BRACKET CLOCK J.J. Nauta Amsterdam – Joseph Norris Amsterdam Ca. 1680 Netherlands/England

Bracket clocks


Signed: J.J. Nauta Amsterdam – Joseph Norris Amsterdam
Circa 1680

The clock has an eight-day spring-driven double fusee movement consisting of going and striking trains. The going train has a verge escapement with a short pendulum. The rack striking indicates the hours fully and half hours with one stroke on a bell. In addition, the movement has pull repeat, sounding the quarters and hours last struck on three bells. Finally the movement has a spring-driven alarm, wound at the back. Originally the movement was signed on the elaborately floral and leaf engraved backplate in an engraved cartouche Joseph Norris Amsterdam. This signature was obliterated and instead an engraved plaque was screwed on the back with the exact shape of the engraved cartouche signed J.J. Nauta Amsterdam.
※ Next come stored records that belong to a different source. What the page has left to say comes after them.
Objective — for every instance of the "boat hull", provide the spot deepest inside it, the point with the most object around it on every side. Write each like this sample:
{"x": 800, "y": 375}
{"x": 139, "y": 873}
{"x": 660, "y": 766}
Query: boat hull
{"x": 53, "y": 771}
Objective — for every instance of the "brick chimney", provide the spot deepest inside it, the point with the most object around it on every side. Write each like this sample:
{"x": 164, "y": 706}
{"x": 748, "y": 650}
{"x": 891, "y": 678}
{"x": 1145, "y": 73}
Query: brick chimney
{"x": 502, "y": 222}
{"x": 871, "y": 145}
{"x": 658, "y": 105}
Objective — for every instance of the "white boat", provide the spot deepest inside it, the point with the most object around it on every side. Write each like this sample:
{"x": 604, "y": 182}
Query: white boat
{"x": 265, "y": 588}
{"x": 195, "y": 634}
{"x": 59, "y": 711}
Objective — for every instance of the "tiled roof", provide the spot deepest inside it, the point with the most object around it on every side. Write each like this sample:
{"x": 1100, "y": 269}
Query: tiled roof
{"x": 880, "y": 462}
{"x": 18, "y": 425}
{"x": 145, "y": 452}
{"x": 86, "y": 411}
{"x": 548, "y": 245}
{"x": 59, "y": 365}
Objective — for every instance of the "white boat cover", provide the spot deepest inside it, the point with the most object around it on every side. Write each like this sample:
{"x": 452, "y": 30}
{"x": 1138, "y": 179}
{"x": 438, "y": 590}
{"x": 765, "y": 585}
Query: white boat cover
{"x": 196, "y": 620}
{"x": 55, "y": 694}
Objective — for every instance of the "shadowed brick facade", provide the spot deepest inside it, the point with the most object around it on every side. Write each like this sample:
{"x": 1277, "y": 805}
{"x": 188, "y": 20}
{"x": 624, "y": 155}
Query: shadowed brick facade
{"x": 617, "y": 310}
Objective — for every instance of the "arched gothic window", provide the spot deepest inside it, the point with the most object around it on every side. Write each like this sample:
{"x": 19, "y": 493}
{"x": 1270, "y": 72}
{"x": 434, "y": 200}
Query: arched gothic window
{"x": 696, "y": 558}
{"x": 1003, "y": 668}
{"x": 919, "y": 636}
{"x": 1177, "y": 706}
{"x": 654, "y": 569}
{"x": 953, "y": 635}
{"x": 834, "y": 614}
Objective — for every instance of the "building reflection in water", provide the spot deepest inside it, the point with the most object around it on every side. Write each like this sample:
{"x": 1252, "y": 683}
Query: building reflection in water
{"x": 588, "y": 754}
The square brass dial has a silvered chapter ring with Roman hour, half-hour, quarter-hour, Arabic five minute and minute divisions. In the matted centre is a date aperture above the VI, in which the date is shown with black Arabic numerals. Behind a fine pair of blued steel hands is a silvered Arabic alarm disc. There is a S/N slide above the XII to switch off the striking. The four corners are embellished by gilt brass winged-cherub spandrels.
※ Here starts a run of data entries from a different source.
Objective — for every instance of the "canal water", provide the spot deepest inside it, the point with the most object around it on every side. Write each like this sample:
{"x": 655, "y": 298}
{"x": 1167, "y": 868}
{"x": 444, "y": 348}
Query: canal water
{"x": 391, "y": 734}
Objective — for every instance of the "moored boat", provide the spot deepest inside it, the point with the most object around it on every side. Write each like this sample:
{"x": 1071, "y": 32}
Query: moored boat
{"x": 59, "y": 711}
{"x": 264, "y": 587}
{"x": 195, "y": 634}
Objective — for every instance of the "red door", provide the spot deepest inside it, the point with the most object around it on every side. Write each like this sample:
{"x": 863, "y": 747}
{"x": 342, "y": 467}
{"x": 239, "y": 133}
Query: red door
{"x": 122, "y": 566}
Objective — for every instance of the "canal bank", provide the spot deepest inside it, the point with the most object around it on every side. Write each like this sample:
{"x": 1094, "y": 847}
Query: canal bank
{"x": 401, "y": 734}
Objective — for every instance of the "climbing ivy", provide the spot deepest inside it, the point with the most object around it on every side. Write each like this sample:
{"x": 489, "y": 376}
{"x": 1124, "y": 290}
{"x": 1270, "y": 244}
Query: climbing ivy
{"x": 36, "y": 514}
The ebonised pearwood basket-top case is embellished by pierced gilt brass ornaments. The pierced gilt cast-brass basket reveals scrolling leaf and floral motifs, as well as masks. It is surmounted by a carrying handle with grotesque animal heads on the top corners. The clock rests of four gilt cast brass claw feet.

Duration 1 week

Height 38 cm.
Width 25 cm.
Depth 17 cm.

*Price on request

Joseph Norris was active as a clockmaker in Amsterdam from 1675 to 1692. Robert Seignior, who died in 1686, supplied Norris with movements. The present movement resembles a clock depicted in Dawson et al. 1994 signed by Seignior. This implies that the clock must have been made between 1675 and 1685. Later the clock must have come into the hands of the Dutch maker Jan Jacobus Nauta.

E. Morpurgo, Nederlandse Klokken- en Uurwerkmakers vanaf 1300, Amsterdam, 1970, p. 91.
H.M. Vehmeijer, Antieke Uurwerken, een familieverzameling, Houten, 1994, p. 611.
P.G. Dawson, C.B Drover and D.W. Parkes, Early English Clocks, Woodbridge, 1994, pp. 358 and 359.
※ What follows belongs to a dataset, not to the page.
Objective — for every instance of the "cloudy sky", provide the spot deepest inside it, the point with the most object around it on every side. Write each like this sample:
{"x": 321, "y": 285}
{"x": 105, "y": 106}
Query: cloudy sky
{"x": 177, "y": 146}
Jan Jacob Nauta was active as a clockmaker in Amsterdam around 1720. He was a master clockmaker, who had his workshop in Gasthuismolensteeg. Klaas Pieterszoon Boeken became his apprentice at the age of eleven (municipal archive Amsterdam).

Joseph Norris was born in Abingdon near Oxford in 1650, the brother of Edward Norris (1637-1726), who was twelve years his senior. At the age of 12 Joseph was apprenticed to his brother for a period of eight years. He survived ‘The Plague’ and ‘The Great London Fire’, respectively in 1665 and 1666. Because of the fire the two brothers had to leave The Crossed Keys in Lothbury and move to Dove Court in London. After the peace treaty between England and the Netherlands in 1674 Joseph went to Amsterdam and settled there. It may have been due to the fact that his former mentor Ahasuerus (I) Fromanteel had been there since 1667; Norris did not return to England until 1692. Several authorities are of the opinion that during his Dutch period Fromanteel (I) did not produce longcase clocks with a long pendulum and anchor escapement in Holland, but that he imported them ready-made from London. He therefore concludes that Joseph Norris was the first to make such clocks with a ’Royal Pendulum’ in Holland, starting in or immediately after 1675.
Joseph Norris lived near the Beurs (the Exchange) on Damrak in Amsterdam, where he also had his workshop. In 1677 he married Alicia Arnold (from Tonstell probably Tunstall, Kent, England) in the English Reformed Church. He quickly became one of the city’s leading clockmakers. In 1692 he returned to Abingdon, where he held numerous prominent positions in public and clerical life until his death in 1726. During this period he made clocks in London, in his brother’s workshop in Dove Court. It will be clear from the preceding description that clocks signed ’Joseph Norris London’ must date from either the pre-Amsterdam years 1670-1675 or from the post-Amsterdam years 1692-1696, the last year of his membership of the Clockmakers Company; clocks signed ‘Joseph Norris Amsterdam’ are to be dated between 1675 and 1692.